Praying mantis egg cases on your Christmas tree could pose problems
By By Ellen Nibali
For The Baltimore Sun|
Dec 17, 2014 at 5:45 PM
We found a praying mantis egg case on our Christmas tree. Will it freeze if we put it outside or should we keep it in a terrarium tillspring?
Your warm house will cause the eggs to hatch prematurely, and you will have tiny and cute, but fragile, praying mantises running all over. They will then eat one another or die from lack of food. Move the egg case outside ASAP. Prop it in an evergreen shrub or tree if you have one — this will simulate the protected site it had on the Christmas tree, although praying mantis egg cases are tough and can even be found laid on bare plant stalks. Avoid pesticides next year so your praying mantises can do their work protecting your landscape from insect pests.
I see that you no longer have your 800 phone number. I need to describe a plant that was given to me as a hostess gift, but I'm not too good at plant terms. It could be a shrub or a fern for all I know! What's the easiest way for me to identify it?

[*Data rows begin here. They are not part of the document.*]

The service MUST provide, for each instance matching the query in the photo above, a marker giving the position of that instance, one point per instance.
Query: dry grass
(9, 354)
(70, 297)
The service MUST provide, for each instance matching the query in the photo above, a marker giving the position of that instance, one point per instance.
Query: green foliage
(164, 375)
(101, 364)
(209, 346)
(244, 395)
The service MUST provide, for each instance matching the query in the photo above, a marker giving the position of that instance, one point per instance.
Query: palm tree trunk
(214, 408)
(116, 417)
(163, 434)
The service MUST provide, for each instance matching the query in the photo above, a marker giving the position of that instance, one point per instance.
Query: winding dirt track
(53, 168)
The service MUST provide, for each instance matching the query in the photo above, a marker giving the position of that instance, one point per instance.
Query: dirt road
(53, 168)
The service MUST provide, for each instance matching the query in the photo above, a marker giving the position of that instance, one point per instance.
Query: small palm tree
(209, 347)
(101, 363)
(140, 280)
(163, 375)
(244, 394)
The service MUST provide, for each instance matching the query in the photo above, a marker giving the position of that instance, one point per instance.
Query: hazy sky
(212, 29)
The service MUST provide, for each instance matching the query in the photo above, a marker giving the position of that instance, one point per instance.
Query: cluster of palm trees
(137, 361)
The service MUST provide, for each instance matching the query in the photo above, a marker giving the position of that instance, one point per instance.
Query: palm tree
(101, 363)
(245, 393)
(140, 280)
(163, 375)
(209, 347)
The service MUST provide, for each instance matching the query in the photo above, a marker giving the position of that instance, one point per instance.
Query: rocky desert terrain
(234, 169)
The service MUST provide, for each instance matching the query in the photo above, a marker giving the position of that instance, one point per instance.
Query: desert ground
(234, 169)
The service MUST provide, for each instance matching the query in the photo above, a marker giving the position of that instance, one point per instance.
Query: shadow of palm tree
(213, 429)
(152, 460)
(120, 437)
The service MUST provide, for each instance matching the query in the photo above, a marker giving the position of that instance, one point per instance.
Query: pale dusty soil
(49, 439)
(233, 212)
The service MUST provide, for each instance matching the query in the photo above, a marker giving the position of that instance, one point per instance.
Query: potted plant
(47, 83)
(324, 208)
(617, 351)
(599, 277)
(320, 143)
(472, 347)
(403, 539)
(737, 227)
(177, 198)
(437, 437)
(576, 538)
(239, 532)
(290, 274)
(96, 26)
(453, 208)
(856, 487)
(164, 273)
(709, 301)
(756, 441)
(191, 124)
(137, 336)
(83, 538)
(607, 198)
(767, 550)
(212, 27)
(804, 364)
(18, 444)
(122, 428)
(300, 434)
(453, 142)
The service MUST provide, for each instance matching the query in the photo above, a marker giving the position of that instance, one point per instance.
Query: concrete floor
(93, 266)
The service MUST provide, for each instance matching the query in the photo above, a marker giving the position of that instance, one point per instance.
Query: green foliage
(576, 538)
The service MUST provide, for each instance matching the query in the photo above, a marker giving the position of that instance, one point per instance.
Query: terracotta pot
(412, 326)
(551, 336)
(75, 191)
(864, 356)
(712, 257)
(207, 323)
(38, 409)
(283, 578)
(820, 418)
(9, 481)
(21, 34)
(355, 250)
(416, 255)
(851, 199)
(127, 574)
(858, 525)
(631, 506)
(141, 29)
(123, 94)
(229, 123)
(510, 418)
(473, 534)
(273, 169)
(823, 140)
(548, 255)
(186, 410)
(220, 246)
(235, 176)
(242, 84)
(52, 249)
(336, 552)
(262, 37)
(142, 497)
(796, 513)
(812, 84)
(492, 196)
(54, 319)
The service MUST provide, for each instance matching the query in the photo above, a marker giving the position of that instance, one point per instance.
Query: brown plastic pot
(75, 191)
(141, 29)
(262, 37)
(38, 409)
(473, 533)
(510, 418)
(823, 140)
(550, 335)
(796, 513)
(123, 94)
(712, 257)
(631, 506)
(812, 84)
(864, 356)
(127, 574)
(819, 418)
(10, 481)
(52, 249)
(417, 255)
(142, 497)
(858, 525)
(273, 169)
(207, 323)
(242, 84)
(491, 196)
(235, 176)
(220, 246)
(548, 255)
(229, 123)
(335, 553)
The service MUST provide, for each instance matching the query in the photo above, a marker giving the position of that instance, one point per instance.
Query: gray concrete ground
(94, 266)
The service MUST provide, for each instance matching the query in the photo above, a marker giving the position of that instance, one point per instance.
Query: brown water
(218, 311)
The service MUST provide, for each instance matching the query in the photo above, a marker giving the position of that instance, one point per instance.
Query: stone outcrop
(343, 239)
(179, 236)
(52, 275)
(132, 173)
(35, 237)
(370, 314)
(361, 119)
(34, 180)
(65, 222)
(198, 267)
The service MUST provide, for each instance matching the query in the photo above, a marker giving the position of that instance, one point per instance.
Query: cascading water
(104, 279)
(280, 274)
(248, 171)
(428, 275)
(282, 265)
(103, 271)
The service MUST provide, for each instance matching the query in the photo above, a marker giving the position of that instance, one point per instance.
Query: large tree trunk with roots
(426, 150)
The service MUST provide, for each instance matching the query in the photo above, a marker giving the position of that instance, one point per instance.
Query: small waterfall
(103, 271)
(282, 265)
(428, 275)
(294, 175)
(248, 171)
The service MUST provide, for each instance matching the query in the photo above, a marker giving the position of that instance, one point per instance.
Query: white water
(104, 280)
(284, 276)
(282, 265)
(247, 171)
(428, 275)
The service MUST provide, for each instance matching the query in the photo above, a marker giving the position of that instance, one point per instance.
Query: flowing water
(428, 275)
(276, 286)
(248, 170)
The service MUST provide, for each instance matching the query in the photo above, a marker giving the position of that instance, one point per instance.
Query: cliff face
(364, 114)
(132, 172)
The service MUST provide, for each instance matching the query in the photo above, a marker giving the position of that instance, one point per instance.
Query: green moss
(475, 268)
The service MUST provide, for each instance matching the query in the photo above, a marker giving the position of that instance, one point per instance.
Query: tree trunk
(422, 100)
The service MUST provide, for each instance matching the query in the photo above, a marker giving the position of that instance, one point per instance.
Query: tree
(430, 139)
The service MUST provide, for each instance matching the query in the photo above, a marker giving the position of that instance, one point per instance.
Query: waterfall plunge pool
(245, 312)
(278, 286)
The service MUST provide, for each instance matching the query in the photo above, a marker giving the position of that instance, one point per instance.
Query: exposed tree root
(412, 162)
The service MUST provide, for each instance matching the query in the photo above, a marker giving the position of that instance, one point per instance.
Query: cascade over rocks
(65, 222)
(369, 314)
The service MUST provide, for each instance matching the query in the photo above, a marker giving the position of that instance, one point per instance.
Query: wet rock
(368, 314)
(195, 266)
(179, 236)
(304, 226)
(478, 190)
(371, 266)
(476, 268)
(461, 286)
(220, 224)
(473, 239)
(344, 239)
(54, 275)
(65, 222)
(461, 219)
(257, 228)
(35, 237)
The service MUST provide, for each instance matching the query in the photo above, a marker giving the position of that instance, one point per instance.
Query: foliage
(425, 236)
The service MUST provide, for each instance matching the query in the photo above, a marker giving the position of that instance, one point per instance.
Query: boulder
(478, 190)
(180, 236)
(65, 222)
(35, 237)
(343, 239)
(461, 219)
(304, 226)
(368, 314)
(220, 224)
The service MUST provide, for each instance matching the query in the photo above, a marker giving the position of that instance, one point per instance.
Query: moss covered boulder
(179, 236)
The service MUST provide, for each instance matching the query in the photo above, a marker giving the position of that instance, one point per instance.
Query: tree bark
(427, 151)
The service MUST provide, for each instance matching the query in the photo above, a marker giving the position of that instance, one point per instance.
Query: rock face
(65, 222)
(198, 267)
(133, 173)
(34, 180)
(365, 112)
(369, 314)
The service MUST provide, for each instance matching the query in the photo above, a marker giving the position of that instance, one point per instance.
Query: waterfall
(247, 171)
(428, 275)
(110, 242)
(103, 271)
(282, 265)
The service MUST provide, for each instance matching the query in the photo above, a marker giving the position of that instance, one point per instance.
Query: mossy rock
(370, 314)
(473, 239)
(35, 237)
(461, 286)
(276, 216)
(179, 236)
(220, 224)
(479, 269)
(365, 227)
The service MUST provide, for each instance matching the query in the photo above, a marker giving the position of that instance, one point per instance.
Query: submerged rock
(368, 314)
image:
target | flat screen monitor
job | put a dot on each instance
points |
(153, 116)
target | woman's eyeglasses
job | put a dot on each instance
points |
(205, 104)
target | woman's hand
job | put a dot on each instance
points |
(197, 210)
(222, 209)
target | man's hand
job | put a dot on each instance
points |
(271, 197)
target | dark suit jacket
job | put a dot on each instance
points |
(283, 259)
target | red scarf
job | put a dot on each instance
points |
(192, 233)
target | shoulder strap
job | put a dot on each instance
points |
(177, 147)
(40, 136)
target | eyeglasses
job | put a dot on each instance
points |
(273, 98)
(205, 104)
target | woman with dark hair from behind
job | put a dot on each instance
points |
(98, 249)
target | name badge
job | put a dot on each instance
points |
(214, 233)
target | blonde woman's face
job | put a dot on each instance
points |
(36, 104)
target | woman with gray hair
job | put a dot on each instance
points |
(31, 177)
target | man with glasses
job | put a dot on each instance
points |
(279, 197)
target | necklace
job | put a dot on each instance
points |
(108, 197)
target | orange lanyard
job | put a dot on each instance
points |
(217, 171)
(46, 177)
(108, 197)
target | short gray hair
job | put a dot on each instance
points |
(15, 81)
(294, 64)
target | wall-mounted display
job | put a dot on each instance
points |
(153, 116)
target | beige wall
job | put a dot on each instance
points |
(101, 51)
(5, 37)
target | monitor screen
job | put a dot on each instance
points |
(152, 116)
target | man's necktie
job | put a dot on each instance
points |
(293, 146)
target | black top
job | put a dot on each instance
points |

A pictures can be worth a thousand words. When you ask us questions through our website, you can attach a photo, too. This is one of the Home and Garden Information Center's most popular and growing (no pun intended) features on our site. It's great not only for plant identification, but also insect and disease symptoms, pruning and landscape situations.
As ground cover or shrub, blue star juniper performs like a landscape champion. Its starry needles grow slowly to form a tidy, slightly undulating blue mound 3 to 4 feet wide. Although it can reach 3 feet in height, it is usually less than 2. Barely a pest or disease bothers it. Blue star prefers a sunny site and light, well-drained soil. However, like most junipers, it will put up with a challenging range of conditions including pollution and dry, clay-like —even salty — soil. It does draw the line at heavy shade and soggy soil.